Critical Fixes for Gainsight Assist: Addressing CVE-2026-31381 & CVE-2026-31382

Introduction

Recent research by Rapid7 Labs has uncovered a security chain affecting the Gainsight Assist plugin and its interaction with the app.gainsight.com domain. For security teams, the primary concern is the combination of an Information Disclosure vulnerability (CVE-2026-31381) and a Reflected Cross-Site Scripting (XSS) vulnerability (CVE-2026-31382).

While individual plugin vulnerabilities are common, the ability to chain them allows an attacker to pivot from passive information gathering to active client-side exploitation. This creates a tangible risk for organizations using Gainsight to manage customer data, as attackers could potentially hijack sessions or steal sensitive tokens via browser-based attacks. Prompt patching is essential to close this attack vector.

Technical Analysis

The vulnerabilities identified impact the Gainsight Assist ecosystem, specifically the Chrome and Outlook plugins used to synchronize email templates and data.

• CVE-2026-31381 (Information Disclosure): This flaw resides within the Gainsight Assist plugin. It allows attackers to passively gather sensitive information, potentially laying the groundwork for a more sophisticated attack.
• CVE-2026-31382 (Reflected XSS): This vulnerability exists on the server-side of app.gainsight.com. Reflected XSS occurs when malicious scripts are reflected off a web application to the victim’s browser.

The Attack Chain: The danger here lies in the combination.
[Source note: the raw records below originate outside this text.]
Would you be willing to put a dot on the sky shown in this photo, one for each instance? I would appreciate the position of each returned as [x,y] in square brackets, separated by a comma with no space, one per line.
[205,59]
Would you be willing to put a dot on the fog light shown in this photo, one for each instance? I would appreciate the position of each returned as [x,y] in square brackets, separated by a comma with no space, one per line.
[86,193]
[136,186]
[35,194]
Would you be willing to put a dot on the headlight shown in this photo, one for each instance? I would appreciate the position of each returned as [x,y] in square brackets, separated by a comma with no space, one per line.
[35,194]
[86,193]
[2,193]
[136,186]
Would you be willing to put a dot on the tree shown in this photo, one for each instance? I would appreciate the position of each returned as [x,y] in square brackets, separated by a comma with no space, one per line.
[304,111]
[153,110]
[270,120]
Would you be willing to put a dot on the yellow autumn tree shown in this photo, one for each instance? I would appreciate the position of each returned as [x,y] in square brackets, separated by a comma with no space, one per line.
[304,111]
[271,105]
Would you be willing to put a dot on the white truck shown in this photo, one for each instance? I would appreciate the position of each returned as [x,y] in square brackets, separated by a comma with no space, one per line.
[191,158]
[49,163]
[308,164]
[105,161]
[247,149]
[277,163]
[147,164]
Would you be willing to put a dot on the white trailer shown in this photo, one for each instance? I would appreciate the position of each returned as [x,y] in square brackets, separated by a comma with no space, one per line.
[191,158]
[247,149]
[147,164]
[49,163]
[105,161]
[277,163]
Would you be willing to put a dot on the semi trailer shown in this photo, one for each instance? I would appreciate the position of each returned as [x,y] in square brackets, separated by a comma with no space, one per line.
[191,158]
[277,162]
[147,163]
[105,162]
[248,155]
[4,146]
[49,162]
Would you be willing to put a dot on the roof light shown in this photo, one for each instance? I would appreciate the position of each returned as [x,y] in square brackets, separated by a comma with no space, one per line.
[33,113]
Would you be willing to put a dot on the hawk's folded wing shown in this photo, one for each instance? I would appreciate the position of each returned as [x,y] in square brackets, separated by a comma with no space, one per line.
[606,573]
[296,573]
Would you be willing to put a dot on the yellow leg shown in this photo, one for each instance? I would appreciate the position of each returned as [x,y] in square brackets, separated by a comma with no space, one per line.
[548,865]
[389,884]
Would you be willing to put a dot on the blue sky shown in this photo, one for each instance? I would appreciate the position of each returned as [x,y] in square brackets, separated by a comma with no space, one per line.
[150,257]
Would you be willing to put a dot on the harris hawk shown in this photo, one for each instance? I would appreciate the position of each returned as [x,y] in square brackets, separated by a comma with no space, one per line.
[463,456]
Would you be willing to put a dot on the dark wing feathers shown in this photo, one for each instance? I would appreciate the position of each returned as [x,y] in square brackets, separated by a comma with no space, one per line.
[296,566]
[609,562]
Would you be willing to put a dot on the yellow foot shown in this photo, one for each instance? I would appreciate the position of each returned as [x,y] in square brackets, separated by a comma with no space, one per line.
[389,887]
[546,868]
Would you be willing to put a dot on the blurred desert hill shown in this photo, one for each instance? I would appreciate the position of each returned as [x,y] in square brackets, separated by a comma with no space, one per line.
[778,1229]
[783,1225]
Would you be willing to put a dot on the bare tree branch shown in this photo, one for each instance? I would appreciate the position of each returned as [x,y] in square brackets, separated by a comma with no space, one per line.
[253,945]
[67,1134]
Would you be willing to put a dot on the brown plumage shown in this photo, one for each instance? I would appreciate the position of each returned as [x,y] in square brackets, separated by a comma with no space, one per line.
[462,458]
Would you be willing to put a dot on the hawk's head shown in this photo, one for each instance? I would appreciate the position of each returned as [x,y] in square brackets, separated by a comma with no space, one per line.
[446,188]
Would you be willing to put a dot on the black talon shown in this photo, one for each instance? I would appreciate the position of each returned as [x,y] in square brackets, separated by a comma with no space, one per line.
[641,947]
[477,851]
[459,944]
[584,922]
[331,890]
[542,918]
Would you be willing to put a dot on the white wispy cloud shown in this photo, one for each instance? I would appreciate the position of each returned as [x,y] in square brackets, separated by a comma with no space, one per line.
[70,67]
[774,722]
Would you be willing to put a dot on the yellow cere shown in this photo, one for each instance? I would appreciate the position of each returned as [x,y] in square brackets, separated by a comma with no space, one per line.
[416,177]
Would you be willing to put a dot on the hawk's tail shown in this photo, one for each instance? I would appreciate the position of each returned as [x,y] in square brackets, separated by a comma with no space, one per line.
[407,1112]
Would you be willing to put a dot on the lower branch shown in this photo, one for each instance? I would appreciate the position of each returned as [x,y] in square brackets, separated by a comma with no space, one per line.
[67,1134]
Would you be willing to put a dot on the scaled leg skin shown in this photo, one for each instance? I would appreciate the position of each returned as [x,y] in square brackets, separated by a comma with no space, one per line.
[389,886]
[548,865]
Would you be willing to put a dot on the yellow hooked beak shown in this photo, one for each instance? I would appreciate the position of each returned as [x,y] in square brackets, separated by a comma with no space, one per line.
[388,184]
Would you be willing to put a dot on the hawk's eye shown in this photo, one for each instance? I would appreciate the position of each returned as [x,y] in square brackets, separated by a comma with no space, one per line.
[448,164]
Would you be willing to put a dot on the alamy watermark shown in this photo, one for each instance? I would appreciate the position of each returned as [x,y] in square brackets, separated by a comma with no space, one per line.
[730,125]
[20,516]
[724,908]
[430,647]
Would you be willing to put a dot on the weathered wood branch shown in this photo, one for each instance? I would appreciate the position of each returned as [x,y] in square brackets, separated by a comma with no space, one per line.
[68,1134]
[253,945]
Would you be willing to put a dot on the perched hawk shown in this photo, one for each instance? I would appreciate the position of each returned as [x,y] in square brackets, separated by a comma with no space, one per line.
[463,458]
An attacker could first leverage the Information Disclosure flaw to understand the environment or session structure, and then utilize the XSS flaw to execute arbitrary code in the victim's browser context.

Remediation Timeline:

• March 6, 2026: Gainsight deployed a server-side code-level fix to remediate the XSS vulnerability (CVE-2026-31382).
• March 9, 2026: Patched updates for the Chrome and Outlook plugins were released to address the Information Disclosure vulnerability (CVE-2026-31381).

Defensive Monitoring

To verify whether your environment remains exposed to CVE-2026-31381, security teams must ensure the outdated plugins are removed or updated. Below are defensive scripts to assist in asset discovery and patch verification.

PowerShell: Check for Gainsight Assist Chrome Extension

This script scans standard Chrome profile locations for the Gainsight Assist extension manifest to identify installed versions.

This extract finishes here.